Accelerated Degradation of Active Nanosystems by Biomolecular Motors
生物分子马达加速活性纳米系统的降解
基本信息
- 批准号:0926790
- 负责人:
- 金额:$ 33万
- 依托单位:
- 依托单位国家:美国
- 项目类别:Standard Grant
- 财政年份:2009
- 资助国家:美国
- 起止时间:2009-09-01 至 2014-08-31
- 项目状态:已结题
- 来源:
- 关键词:
项目摘要
The research objective of this award is to develop an understanding of the degradation pathways of active nanosystems. At the macroscale, a car engine will rust when inactive, but wear out when running. Similarly, active nanosystems which incorporate mechanical motion degrade faster when activated. This project will utilize molecular shuttles, nanoscale transport systems powered by the motor protein kinesin, as a model system. Microfabricated guiding structures will be used to exert defined, cyclic loads on the moving shuttles, and optical microscopy will be employed to observe the breaking of the central part of the shuttle. Investigating degradation within these active nanostructures explores new ground, since the molecular shuttle system is too large to be readily described in atomic-level terms of force-activated dissociation of single bonds, but too small to apply macroscopic concepts of wear and fatigue. Thus a mesoscale view of these systems on the nanoscale is required and will be developed through a combination of experiment,simulation, and theory. The result of this research will be an improved understanding of wear and fatigue at the nanoscale. This understanding is on one hand critical for the design of durable devices which can function for their intended lifetime without failure. On the other hand, degradation products may be released from the system, similar to the ?brake dust? created from brake pads in a car. To assess the potential environmental and toxicological impact of active nanosystems it is therefore important to understand how the nanosystem evolves over its lifetime and ultimately fails. While this research is only a first step towards understanding these complex processes, it will ? if successful ? create a template for the evaluation of other active nanosystems and provide a basic scientific framework to understand these degradation processes.

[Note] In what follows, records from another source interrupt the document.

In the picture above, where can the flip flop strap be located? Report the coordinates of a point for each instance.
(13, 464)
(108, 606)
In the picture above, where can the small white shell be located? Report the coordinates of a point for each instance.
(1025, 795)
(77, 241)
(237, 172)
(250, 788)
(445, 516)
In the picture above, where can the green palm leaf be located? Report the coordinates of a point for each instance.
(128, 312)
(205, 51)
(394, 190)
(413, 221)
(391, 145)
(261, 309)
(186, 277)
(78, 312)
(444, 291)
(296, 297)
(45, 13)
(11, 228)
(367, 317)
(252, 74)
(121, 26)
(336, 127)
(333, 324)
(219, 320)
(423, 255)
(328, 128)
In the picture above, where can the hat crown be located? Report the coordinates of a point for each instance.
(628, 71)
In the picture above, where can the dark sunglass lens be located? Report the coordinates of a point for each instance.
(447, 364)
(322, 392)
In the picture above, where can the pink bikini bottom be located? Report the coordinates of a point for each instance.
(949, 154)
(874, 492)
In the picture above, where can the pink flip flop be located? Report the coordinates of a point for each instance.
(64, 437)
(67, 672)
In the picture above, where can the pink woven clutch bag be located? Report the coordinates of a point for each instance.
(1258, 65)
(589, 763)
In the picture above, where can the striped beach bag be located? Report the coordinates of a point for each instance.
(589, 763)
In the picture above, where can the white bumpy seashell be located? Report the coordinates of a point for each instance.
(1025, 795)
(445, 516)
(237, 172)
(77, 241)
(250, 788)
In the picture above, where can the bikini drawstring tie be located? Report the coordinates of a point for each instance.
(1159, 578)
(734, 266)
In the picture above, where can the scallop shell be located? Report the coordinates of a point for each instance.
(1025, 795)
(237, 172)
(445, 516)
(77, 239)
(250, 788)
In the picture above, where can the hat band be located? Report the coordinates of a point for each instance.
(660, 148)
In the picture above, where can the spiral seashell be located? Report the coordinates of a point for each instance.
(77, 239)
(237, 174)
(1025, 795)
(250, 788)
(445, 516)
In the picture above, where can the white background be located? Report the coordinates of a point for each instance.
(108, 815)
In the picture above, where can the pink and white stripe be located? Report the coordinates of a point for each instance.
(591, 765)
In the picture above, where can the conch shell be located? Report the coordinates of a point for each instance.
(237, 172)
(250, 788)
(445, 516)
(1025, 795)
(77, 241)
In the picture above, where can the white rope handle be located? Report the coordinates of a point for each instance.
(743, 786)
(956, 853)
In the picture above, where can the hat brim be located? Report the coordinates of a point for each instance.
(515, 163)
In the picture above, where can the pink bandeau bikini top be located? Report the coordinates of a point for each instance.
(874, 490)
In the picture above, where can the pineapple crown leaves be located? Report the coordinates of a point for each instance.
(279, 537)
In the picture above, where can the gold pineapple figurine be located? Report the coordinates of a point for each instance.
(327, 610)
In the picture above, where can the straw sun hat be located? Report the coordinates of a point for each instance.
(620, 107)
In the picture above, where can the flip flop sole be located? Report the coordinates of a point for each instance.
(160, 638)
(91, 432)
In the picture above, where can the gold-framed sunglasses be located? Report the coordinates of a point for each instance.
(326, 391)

该奖项的研究目标是发展对活性纳米系统降解途径的理解。从宏观上看,汽车发动机在不活动时会生锈,但在运行时就会磨损。同样,包含机械运动的活性纳米系统在被激活时降解得更快。这个项目将利用分子穿梭,纳米级运输系统由马达蛋白驱动,作为一个模型系统。微制造的导向结构将对移动的航天飞机施加确定的循环载荷,光学显微镜将观察航天飞机中心部分的断裂。研究这些活性纳米结构中的降解是一个新的领域,因为分子穿梭系统太大,无法用单键力激活解离的原子水平来描述,但又太小,无法应用磨损和疲劳的宏观概念。因此,需要在纳米尺度上对这些系统进行中尺度观察,并将通过实验、模拟和理论的结合来发展。这项研究的结果将是在纳米尺度上提高对磨损和疲劳的理解。这种理解一方面对于设计能够在其预期寿命内正常工作的耐用设备至关重要。另一方面,降解产物可能从系统中释放出来,类似于?刹车灰尘?由汽车刹车片制成。因此,为了评估活性纳米系统的潜在环境和毒理学影响,了解纳米系统如何在其生命周期内进化并最终失效是很重要的。虽然这项研究只是了解这些复杂过程的第一步,但它会吗?如果成功了?创建一个评估其他活性纳米系统的模板,并提供一个基本的科学框架来理解这些降解过程。
项目成果
期刊论文数量(0)
专著数量(0)
科研奖励数量(0)
会议论文数量(0)
专利数量(0)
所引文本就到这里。